Now we can combine Excercise 3 and 4 together and implement an entire push phase. 

Implement a method that collapses the image pyramid $\mathbf{I}^{0..N}$ in the up-down direction and fills missing pixels in each larger high-resolution image $\mathbf{I}^{i}$ by interpolating a corresponding low-resolution image $\mathbf{I}^{i+1}$.
Do not modify pixels that are marked as valid in the provided weights map $M^{i}$.

### Notes
Visit every level of the pyramid from the top to the bottom.
Test every output pixel and update values of those pixels that are not yet valid. 
For each such pixel find the 4 neighboring low-resolution pixels and relative pixel position using the code from Exercise 3.
Use the relative position as bilinear interpolation weights.
Take a special care for pixels that lie close to the image boundary as one of the four neighbors can lie outside of $\mathbf{I}^{i+1}$. Clamp the coordinates of such neighbor pixel to the domain on $\mathbf{I}^{i+1}$.

In [101]:
def push_pyramid(im_pyramid, w_pyramid):
    # Interpolate im_pyramid[i+1] to fill im_pyramid[i] where w_down == 0.
    index = len(im_pyramid)-1
    for num in range(index, -1, -1):
        for row in range(w_pyramid[num].shape[0]):
            for col in range(w_pyramid[num].shape[1]):
                if w_pyramid[num][row][col] < 1:                
                    index_start, subpixel_position = project_point_up(np.array([row, col]))
                    a = im_pyramid[num+1][int(index_start[0])][int(index_start[1])]
                    b = im_pyramid[num+1][int((index_start[0]+1))][int(index_start[1])]
                    d = im_pyramid[num+1][int(index_start[0])][int((index_start[1]+1))]
                    c = im_pyramid[num+1][int((index_start[0]+1))][int((index_start[1]+1))]
                    color = bilinear_interpolation(a, b, c, d, subpixel_position)
                    im_pyramid[num][row][col] = color
    # Modify im_pyramid in-place (do not edit a copy).
    
    # YOUR CODE HERE
    
im_files = sorted(helpers.list_files_in_folder(os.path.join(local_data_folder, 'pyramid'), filter="im_*.png"))
im_pyramid = [helpers.imread_normalized_float(f) for f in im_files]
w_files = sorted(helpers.list_files_in_folder(os.path.join(local_data_folder, 'pyramid'), filter="w_*.png"))
w_pyramid = [helpers.imread_normalized_float_grayscale(f) for f in w_files]

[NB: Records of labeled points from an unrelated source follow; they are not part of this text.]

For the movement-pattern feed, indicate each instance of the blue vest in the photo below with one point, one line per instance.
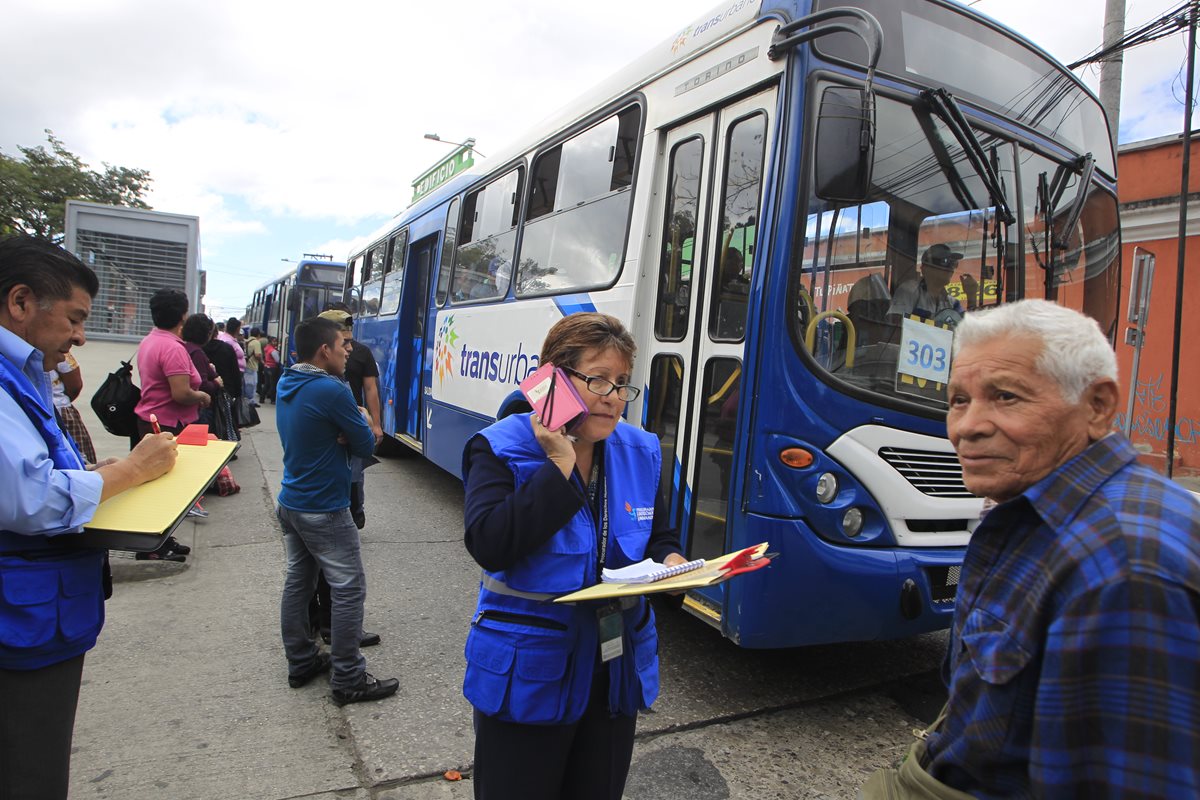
(532, 661)
(52, 599)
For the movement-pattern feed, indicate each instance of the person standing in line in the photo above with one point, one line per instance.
(231, 335)
(271, 364)
(225, 360)
(197, 331)
(52, 607)
(253, 366)
(66, 382)
(171, 390)
(557, 687)
(316, 414)
(1074, 653)
(363, 374)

push_pyramid(im_pyramid, w_pyramid)

print("Your solution:")
panels = { f"Image #{i}": im for i, im in enumerate(im_pyramid)}
panels.update({ f"Weights #{i}": im for i, im in enumerate(w_pyramid)})
helpers.show_images(panels, nrows=2, ncols=len(pyramid_im), col_height=1)

Your solution:


### Testing your solution of exercise 5
The image pyramid should now not contain any holes anymore. Verify that the interpolated values are correct by creating a simple base case (e.g. 4x4 image that you create yourself) and verifying that bilinear interpolation is working correctly.

## Exercise 6 (3 points)
Now we have all the necessary components of a complete Pull-Push algorithm and we can use it for image inpainting.
In this exercise we will remove red text caption that has been embedded into a photograph.

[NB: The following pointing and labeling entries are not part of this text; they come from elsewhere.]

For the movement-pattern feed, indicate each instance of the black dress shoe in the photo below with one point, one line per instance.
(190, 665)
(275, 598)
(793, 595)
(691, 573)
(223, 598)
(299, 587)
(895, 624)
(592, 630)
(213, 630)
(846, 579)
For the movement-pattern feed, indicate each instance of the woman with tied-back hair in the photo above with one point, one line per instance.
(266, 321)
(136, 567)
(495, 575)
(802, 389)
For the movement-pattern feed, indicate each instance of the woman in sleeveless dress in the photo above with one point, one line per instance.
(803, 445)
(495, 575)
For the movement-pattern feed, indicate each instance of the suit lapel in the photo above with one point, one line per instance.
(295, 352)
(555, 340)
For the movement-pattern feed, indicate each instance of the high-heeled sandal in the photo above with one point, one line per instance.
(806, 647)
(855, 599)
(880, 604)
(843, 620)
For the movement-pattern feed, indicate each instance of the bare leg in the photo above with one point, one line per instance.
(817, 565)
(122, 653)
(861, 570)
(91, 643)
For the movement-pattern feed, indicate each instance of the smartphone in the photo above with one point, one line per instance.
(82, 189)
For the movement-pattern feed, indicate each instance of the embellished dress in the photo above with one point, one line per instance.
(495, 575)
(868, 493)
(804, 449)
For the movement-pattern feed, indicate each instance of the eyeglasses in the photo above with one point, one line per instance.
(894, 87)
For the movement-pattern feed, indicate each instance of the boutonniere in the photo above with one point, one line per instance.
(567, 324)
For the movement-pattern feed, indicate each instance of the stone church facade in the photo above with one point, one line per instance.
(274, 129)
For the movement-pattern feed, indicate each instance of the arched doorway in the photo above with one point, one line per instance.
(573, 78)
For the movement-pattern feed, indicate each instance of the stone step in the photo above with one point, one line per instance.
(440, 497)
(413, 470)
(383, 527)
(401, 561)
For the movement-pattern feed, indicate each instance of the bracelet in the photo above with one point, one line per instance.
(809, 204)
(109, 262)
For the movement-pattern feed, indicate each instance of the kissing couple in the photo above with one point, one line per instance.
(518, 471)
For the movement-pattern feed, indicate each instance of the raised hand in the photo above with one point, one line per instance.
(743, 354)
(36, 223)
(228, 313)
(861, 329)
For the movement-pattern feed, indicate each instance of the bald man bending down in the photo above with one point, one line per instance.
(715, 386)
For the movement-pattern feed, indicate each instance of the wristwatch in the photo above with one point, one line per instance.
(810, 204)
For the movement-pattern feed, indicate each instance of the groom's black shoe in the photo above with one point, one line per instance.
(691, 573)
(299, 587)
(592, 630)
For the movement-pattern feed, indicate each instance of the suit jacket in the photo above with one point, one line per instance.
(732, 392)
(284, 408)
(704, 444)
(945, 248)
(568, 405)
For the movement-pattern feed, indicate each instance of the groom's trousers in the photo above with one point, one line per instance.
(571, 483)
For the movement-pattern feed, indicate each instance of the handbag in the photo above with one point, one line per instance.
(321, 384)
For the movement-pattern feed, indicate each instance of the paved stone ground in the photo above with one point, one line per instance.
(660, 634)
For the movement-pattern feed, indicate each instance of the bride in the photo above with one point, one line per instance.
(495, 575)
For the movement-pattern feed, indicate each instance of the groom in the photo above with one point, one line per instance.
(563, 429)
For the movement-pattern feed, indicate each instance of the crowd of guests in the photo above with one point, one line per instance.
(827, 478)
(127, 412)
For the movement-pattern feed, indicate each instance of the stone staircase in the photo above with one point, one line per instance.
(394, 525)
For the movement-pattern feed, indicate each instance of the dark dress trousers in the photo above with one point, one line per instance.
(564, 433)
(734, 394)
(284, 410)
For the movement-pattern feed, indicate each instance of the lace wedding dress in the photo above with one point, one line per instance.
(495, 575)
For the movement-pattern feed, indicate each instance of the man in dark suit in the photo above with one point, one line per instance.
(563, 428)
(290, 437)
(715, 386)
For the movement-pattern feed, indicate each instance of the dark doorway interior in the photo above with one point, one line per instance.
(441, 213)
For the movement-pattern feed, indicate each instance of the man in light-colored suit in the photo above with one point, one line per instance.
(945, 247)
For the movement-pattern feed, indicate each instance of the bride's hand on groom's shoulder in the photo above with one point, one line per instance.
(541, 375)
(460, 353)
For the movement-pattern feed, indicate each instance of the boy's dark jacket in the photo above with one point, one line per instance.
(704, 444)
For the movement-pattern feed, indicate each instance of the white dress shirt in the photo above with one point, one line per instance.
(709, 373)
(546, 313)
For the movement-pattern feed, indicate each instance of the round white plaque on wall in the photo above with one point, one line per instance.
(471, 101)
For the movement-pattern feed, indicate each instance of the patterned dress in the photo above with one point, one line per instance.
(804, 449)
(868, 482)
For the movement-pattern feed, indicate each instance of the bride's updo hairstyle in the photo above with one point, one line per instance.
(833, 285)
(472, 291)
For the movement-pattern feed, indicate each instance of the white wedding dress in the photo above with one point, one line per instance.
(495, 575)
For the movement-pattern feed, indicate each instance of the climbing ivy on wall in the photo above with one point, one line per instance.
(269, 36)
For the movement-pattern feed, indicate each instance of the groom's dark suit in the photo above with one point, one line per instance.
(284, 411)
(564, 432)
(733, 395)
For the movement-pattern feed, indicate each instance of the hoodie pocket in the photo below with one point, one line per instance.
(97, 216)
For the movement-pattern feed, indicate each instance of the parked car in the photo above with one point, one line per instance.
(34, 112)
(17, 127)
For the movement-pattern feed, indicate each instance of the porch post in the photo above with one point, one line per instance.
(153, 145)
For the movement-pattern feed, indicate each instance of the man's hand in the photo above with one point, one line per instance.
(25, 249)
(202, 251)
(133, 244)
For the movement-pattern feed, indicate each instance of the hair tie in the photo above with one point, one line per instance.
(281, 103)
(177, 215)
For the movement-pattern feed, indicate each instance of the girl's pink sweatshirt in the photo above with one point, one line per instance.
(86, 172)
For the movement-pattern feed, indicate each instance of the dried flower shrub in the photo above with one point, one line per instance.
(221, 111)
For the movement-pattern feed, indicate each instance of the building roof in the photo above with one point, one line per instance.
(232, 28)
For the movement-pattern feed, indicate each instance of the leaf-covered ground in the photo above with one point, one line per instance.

Implement a method that accepts an image (squre shape, side is power of 2), removes any red text and inpaints the resulting holes using the Pull-Push algorithm.

### Notes
The red text is guaranteed to have a fully saturated red color (RGB value $[1, 0, 0]$). You should remove any such pixels anywhere in the image.


In [103]:
def remove_red_text(image):
    rows, cols, RGB = image.shape
    weights = np.ones((rows, cols))
    for row in range(rows):
        for col in range(cols):
            if image[row,col][0] >= 1 and image[row,col][1] <= 0.0 and image[row,col][2] <= 0.0:
                weights[row,col] = 0
    pyramid_im, pyramid_w = build_pyramid(image, weights)
    clean_image = push_pyramid(pyramid_im, pyramid_w)
    clean_image = pyramid_im[0]
    return clean_image

image = helpers.imread_normalized_float(os.path.join(local_data_folder, "image_with_text.png"))
clean_image = remove_red_text(image.copy())

panels = { f"Output #{i}": im for i, im in enumerate(pyramid_im)}
helpers.show_images({
    'Input': image,
    'Output': clean_image
}, nrows=1, ncols=2)

### Testing your solution of exercise 6
Your solution should have gotten rid of the red text in the image. You can try to create a couple of different images and check whether your method still works.